Il reste bien sûr délicat d’interpréter ce « réseau » de la parenté spirituelle. Il est clair que les deux sołtysi ne sont pas enfermés dans des relations limitées aux gens de leur cru, mais par ailleurs, on ne sort pas de trois ou quatre paroisses, et pratiquement pas du domaine des princes SAPIEHA, exception faite de Benice et de Bożacin. Une seule ville semble exercer une attraction sur nos KANIEWSKI, c’est naturellement Koźmin, quoique sa part se réduise nettement avec Valentin, non le Valentin quasi bourgeois des débuts, mais le Valentin enraciné sur sa terre de Kaniew.
Cette terre qu’ils détenaient, voilà qui constituait au demeurant l’horizon principal de Pierre puis de Valentin SOŁTYS, qui menèrent classiquement une vie soumise au cycle naturel des saisons et des travaux agricoles, transcendé mais assumé par le rythme festif du calendrier liturgique de l’Eglise. Nous ignorons à quel point leurs affaires prospérèrent (encore que nous voyons Valentin accorder de son vivant ses deux filles du premier lit en mariage à des meuniers), mais il nous est loisible de lire la bénédiction divine dans le nombre tout à fait conséquent de leurs enfants. Comme on le sait déjà, Valentin et Agnès en mirent au monde treize, sur une période de vingt ans entre 1771 et 1790 : des bébés qui « tombaient » en moyenne tous les 19 mois, probablement allaités par des nourrices pour laisser la mère voler de grossesse en grossesse. Belle fécondité qui fait contraste avec le nombre étriqué d’enfants de Marcianne et de sa fille Rosalie GRODZICKA, et qui est comme emblématique d’une position sociale nettement plus favorable.
C’est pourtant trois ans à peine après la naissance de son ultime enfant qu’ Agnès, le 25 mars 1793, prit congé de la vie : elle n’était âgée que d’une cinquantaine d’années. Valentin ne tarda guère à la rejoindre dans la tombe : il disparut le 25 janvier de l’année suivante, ayant atteint quant à lui une soixantaine d’années.

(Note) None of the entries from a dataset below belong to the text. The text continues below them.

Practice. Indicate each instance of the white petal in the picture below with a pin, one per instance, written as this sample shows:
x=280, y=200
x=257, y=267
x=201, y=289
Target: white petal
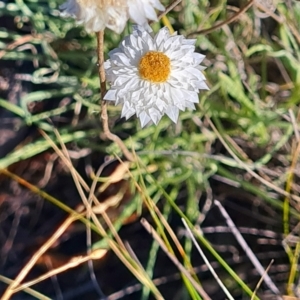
x=144, y=119
x=173, y=113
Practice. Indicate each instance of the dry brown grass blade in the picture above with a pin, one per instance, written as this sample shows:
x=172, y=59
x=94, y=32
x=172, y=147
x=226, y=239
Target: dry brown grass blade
x=118, y=248
x=16, y=282
x=74, y=262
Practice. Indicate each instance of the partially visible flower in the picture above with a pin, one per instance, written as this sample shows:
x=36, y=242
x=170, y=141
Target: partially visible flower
x=95, y=15
x=154, y=75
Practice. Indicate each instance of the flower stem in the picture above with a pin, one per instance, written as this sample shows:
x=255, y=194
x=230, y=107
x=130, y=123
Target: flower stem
x=104, y=115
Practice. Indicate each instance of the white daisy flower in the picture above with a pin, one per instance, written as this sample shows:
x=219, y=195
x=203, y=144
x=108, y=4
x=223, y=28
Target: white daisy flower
x=154, y=75
x=95, y=15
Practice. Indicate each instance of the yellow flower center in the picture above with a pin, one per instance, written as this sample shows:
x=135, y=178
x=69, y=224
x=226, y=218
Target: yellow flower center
x=155, y=67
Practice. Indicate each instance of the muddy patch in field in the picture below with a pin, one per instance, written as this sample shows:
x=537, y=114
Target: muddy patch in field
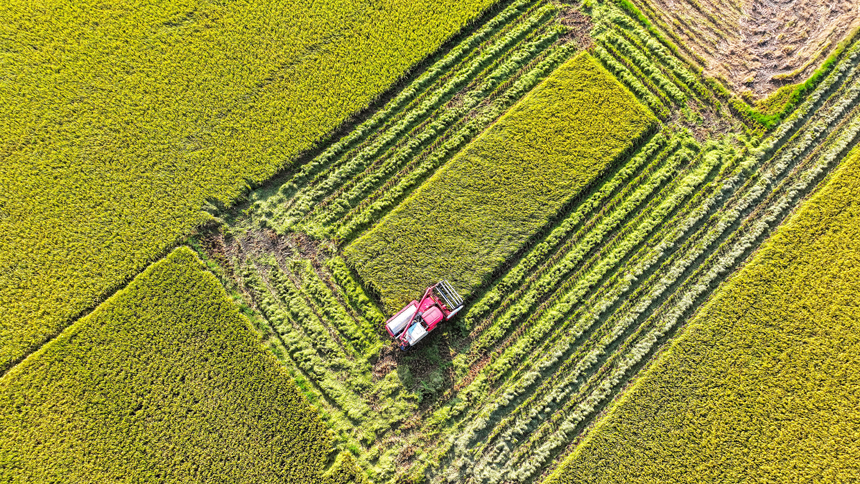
x=758, y=45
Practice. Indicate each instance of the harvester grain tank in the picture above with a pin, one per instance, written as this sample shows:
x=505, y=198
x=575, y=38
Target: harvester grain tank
x=412, y=323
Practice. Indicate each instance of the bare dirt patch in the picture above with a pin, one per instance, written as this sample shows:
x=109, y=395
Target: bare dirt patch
x=758, y=45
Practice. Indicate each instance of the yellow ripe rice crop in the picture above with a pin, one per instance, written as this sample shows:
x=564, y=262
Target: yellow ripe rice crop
x=478, y=210
x=762, y=385
x=119, y=120
x=163, y=382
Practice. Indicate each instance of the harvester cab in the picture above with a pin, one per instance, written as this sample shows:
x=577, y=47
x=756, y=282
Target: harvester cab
x=412, y=323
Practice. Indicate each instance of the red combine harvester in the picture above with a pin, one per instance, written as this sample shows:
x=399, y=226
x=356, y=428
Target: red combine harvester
x=440, y=303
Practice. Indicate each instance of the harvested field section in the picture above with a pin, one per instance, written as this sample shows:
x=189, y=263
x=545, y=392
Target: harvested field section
x=479, y=209
x=120, y=121
x=763, y=383
x=756, y=45
x=163, y=382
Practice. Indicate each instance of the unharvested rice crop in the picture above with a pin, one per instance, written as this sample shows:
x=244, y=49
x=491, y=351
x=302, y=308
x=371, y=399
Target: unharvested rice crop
x=119, y=120
x=478, y=210
x=763, y=383
x=163, y=382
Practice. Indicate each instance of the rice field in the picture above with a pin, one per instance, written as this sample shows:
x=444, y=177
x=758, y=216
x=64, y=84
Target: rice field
x=629, y=232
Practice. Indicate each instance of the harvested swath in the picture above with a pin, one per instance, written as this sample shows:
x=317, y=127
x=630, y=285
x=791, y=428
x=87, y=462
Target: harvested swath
x=483, y=205
x=121, y=122
x=165, y=381
x=761, y=384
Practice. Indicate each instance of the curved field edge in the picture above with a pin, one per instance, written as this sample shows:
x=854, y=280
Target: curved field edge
x=107, y=158
x=163, y=381
x=762, y=382
x=480, y=208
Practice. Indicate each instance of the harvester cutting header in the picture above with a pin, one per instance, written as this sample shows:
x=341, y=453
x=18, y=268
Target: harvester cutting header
x=439, y=303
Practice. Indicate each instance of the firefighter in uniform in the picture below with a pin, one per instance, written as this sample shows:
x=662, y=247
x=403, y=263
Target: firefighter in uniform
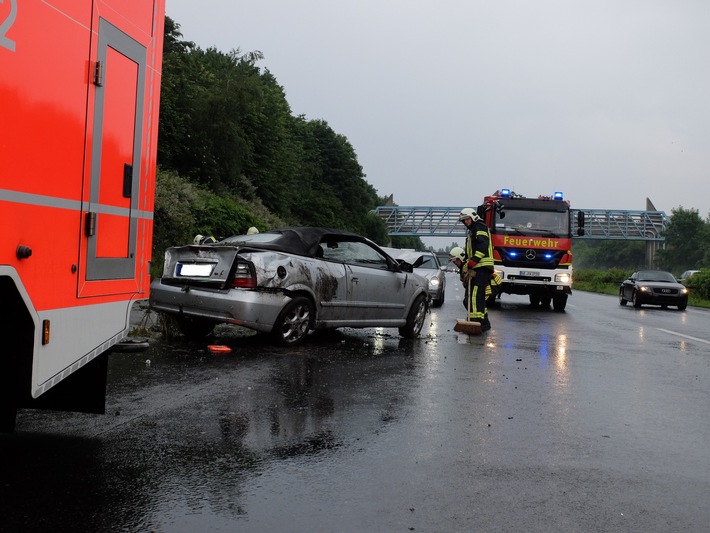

Dès lors, leurs nombreux enfants se muèrent en orphelins, les derniers en bas âge. Les registres de catholicité ne disent évidemment rien d’éventuelles dispositions testamentaires, du règlement de la succession, du choix des tuteurs. On pressent néanmoins que ce drame familial dans la maison du sołtys de Kaniew a quelque chose à voir avec la « galère » qu’ont vécue les GRODZICKI de la première moitié du XIXe siècle. Il se déroule, de plus, à un moment historiquement sensible, celui des deuxième et troisième partages du pays : la Pologne démembrée agonise, et la postérité du sołtys, tout à la fois privée de père et de patrie, devient sujette du roi de Prusse, dont l’administration et la législation ont pu avoir leur mot à dire dans la dévolution des biens et des terres du défunt. Mais faute de sources, on ne peut être plus précis sur ce point qu’il aurait été très intéressant d’éclairer.